There is certainly a higher order of complexity in how these systems interact that should be interpreted with caution. Nonetheless, the GABAergic changes observed in this gene × environmental mouse model and their relationship to schizophrenia indicate further the vulnerability to, and consequent dysregulation of, neurotransmitter systems by developmental insults such as THC treatment during adolescence.

Summary

These studies elaborate and suggest putative mechanisms underlying recent clinical findings that cannabis use during adolescence, and subsequent psychosis is influenced by the human COMT genotype (Caspi et al, 2005). The higher activity COMT Val allele has demonstrated in some, but not all, human studies to be associated with increased risk of schizophrenia following THC exposure during adolescence (Caspi et al, 2005; Zammit et al, 2011). It might have been predicted, based on a higher COMT activity being a risk factor for schizophrenia, that COMT KO mice exposed to adolescent THC would evidence fewer schizophrenia-related neuronal changes than WT mice, that is, relative hyperdopaminergia in mesolimbic systems (Akil et al, 2003), reduced density of cortical and hippocampal GABAergic neurons (Cotter et al, 2002a), and reduced CB1R expression (Eggan et al, 2010). However, the opposite was observed; COMT KO mice demonstrated the more prominent structural neuronal deficits. These findings may reflect complexities arising from the inverted U-shaped relationship between cortical-mediated function and cortical dopaminergic activity in human/non-human primates vis-à-vis rodents, such that deficient or excessive dopamine activity could each exert disruptive effects on normal neuronal structure (O'Tuathaigh et al, 2010, 2011; Seamans and Yang, 2004; Tunbridge et al, 2006). Additionally, future comparative studies investigating these same paradigms in mice expressing variants of human COMT are required to rule out any probability of our COMT KO findings arising from developmental compensation in dopaminergic, CB1R, and GABAergic systems.

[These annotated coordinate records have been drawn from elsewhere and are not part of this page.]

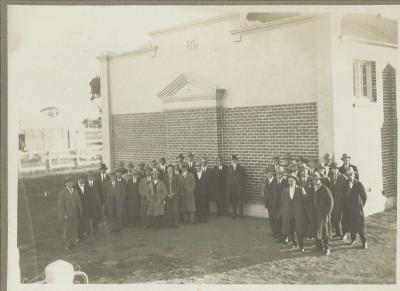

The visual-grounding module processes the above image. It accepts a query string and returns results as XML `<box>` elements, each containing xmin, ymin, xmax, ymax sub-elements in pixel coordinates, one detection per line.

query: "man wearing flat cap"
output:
<box><xmin>226</xmin><ymin>155</ymin><xmax>247</xmax><ymax>218</ymax></box>
<box><xmin>313</xmin><ymin>172</ymin><xmax>333</xmax><ymax>255</ymax></box>
<box><xmin>279</xmin><ymin>175</ymin><xmax>307</xmax><ymax>252</ymax></box>
<box><xmin>95</xmin><ymin>163</ymin><xmax>110</xmax><ymax>207</ymax></box>
<box><xmin>57</xmin><ymin>177</ymin><xmax>82</xmax><ymax>250</ymax></box>
<box><xmin>104</xmin><ymin>172</ymin><xmax>126</xmax><ymax>232</ymax></box>
<box><xmin>339</xmin><ymin>153</ymin><xmax>360</xmax><ymax>180</ymax></box>
<box><xmin>262</xmin><ymin>165</ymin><xmax>280</xmax><ymax>236</ymax></box>
<box><xmin>211</xmin><ymin>156</ymin><xmax>227</xmax><ymax>216</ymax></box>
<box><xmin>329</xmin><ymin>162</ymin><xmax>347</xmax><ymax>239</ymax></box>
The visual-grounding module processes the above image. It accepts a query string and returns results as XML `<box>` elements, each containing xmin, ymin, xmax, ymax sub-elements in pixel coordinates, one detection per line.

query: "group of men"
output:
<box><xmin>57</xmin><ymin>153</ymin><xmax>246</xmax><ymax>249</ymax></box>
<box><xmin>262</xmin><ymin>153</ymin><xmax>367</xmax><ymax>255</ymax></box>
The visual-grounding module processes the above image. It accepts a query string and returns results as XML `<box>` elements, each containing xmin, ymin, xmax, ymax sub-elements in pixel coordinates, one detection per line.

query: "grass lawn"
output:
<box><xmin>18</xmin><ymin>175</ymin><xmax>397</xmax><ymax>284</ymax></box>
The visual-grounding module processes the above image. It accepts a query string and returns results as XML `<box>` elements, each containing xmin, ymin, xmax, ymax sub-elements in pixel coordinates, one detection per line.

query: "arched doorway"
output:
<box><xmin>381</xmin><ymin>64</ymin><xmax>398</xmax><ymax>197</ymax></box>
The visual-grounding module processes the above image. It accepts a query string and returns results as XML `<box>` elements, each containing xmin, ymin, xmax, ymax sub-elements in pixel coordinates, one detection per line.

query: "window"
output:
<box><xmin>353</xmin><ymin>60</ymin><xmax>376</xmax><ymax>102</ymax></box>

Our findings indicate disruptive effects of adolescent THC exposure on several neuronal populations, in a manner that can be modulated by COMT genotype. They demonstrate how genetic, developmental, and environmental factors can interact to modulate the cellular structure of neuronal populations implicated in schizophrenia such as the dopaminergic, endocannabinoid, and GABAergic systems.